Huffman Encoding

N-Arity Trees

A tree can have any number of children. One time trees with larger numbers of children are needed is in game analysis. We can build a tree showing all the different moves a player can make in a game. The following tree shows possible moves in a Tic-Tac-Toe game.

Tic-Tac-Toe Tree

We can represent trees even if we don’t know how many children each one will have. We basically make two linked lists. The first linked list is the Leftmost Child Pointer. It allows us to move down one level in the tree. It points to the first child. The second pointer is the Right Sibling Pointer. It allows you to move across the children at the same level.

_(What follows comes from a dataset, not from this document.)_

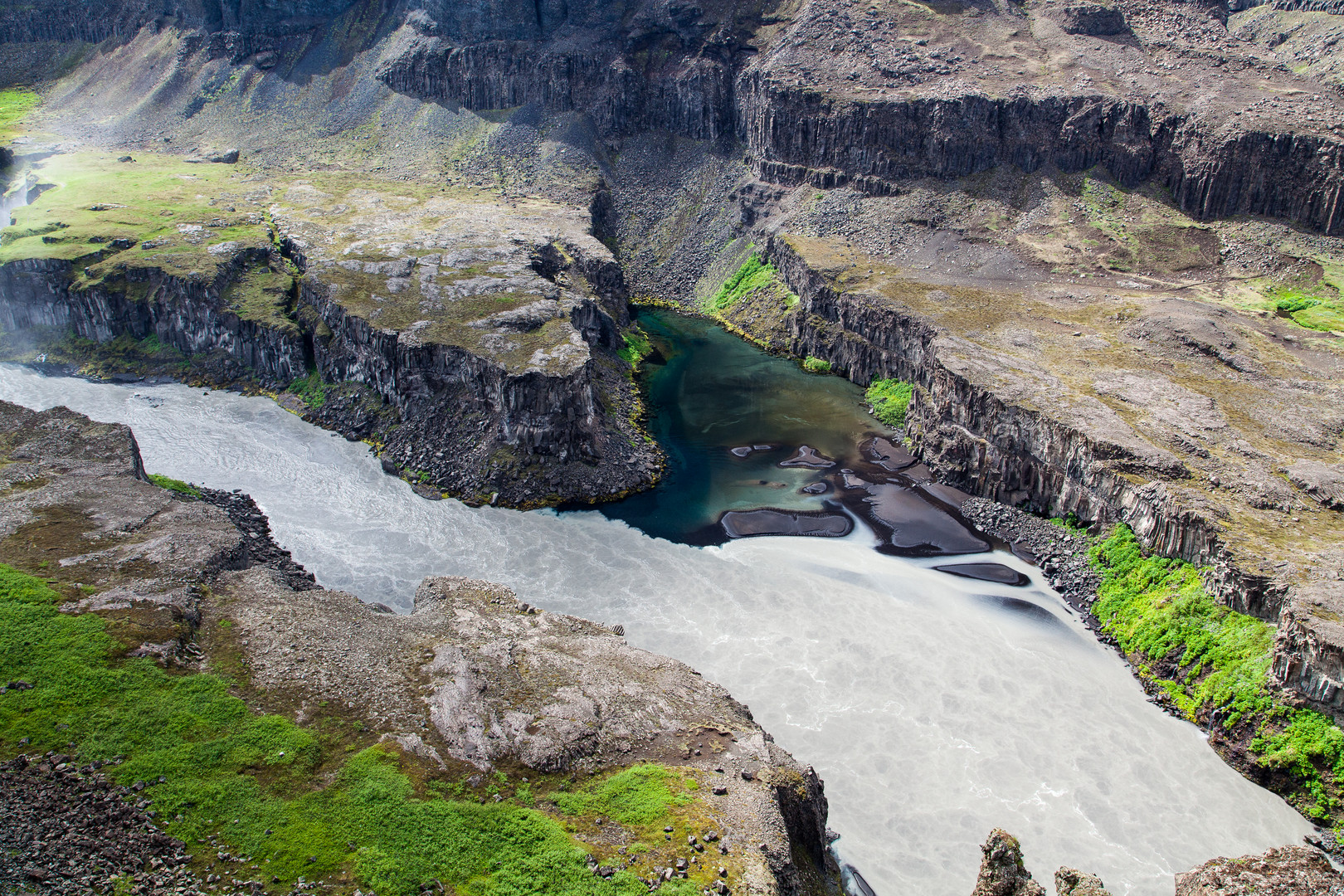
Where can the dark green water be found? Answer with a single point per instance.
(710, 392)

  • Leftmost Child Pointer - Node’s Child on far left

  • Right Sibling Pointer - Next Node to the Right in the tree

Now, we can build trees with any number of children

Left-Child Right-Sibling Graph

In this graph, Node 5 has 3 children! This is fine because we can just follow the linked list chain as far as we need to travel.

Three Children

To represent this, we just store two pointers in each node. This is a useful table. Even with only a binary tree, you can describe all the nodes using a table like this. the Table shows each node in the above image and its two pointers.

Node

Leftmost Child

Right Sibling

node1

LMC=node2

RS=none

node2

LMC=node4

RS=node3

node3

LMC=node9

RS=none

node4

LMC=none

RS=node5

node5

LMC=node6

RS=none

node6

LMC=none

RS=node7

node7

LMC=none

RS=node8

node8

LMC=none

RS=none

node9

LMC=none

RS=node10

node10

LMC=none

RS=none

In many cases, pointer are easier to work with. There are some situations where this table would be an advantage.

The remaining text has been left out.